U.S. Secretary of State Condoleezza Rice has joined Al Gore, John F. Kennedy, and other prominent U.S. politicians in spreading the crisis/opportunity myth. Fortunately, though, Glenn Kessler of the Washington Post found Victor H. Mair’s essay danger + opportunity ? crisis here on Pinyin Info:

At one point, Rice said that the difficult circumstances in the Middle East could represent opportunity. “I don’t read Chinese but I am told that the Chinese character for crisis is wei-ji, which means both danger and opportunity,” she said in Riyadh. “And I think that states it very well. We’ll try to maximize the opportunity.”

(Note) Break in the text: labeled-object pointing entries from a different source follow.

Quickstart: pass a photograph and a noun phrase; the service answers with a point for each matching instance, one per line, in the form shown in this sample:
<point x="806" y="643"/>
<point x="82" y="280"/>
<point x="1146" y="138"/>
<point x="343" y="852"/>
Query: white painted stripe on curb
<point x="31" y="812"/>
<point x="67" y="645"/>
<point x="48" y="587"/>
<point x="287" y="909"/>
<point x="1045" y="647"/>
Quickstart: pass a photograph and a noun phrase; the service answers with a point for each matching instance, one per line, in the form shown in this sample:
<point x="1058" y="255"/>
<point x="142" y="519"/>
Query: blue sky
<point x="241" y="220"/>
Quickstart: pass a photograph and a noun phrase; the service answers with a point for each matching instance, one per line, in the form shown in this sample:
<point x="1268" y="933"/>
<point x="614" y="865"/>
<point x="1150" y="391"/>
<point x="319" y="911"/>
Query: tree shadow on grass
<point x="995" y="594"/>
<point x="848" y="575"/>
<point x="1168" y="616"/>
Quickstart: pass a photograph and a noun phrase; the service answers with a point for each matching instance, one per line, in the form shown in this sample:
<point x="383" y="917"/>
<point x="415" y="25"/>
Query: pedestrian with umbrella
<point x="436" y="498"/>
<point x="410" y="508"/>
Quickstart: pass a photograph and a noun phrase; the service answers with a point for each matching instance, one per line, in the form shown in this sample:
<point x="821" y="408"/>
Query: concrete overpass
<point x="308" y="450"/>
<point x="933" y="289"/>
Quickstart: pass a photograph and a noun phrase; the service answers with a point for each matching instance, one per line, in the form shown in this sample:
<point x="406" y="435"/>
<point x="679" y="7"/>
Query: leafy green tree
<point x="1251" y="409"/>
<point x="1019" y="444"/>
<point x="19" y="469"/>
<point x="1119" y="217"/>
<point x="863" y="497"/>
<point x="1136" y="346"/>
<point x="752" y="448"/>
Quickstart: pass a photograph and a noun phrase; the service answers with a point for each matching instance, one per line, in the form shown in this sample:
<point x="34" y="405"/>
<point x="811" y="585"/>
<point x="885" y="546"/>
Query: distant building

But Victor H. Mair, a professor of Chinese at the University of Pennsylvania, has written on the Web site http://pinyin.info, a guide to the Chinese language, that “a whole industry of pundits and therapists has grown up around this one grossly inaccurate formulation.” He said the character “ji” actually means “incipient moment” or a “crucial point.” Thus, he said, a wei-ji “is indeed a genuine crisis, a dangerous moment, a time when things start to go awry.”

sources and further readings:

5 thoughts on “Pinyin Info 1, Condoleezza Rice 0

  1. There was a good bit on this on the Daily Show. I believe they ended it with Rice having the character for “pig” appear to be tattoed on her shoulder.

  2. I’d forgotten about that, J.B. Thanks for the reminder. My friend Tian of Hanzismatter blogged on that back in August 2006 and even put up a video clip. I guess it’s no surprise that Condi — or anyone else in the Bush adminstration — doesn’t watch the Daily Show. But somebody there probably does at least look at the Washington Post. Of course, given how things are going, it wouldn’t be too surprising if the White House has simply banned newspapers from the premises.

    So, to get back to what Ben L. said, one of the things I like best about being an expat is that it provides me with a certain amount of emotional distance from U.S. politics, which would otherwise enrage me. (Not that they don’t sometimes do that anyway, no matter how far from the United States I may get.)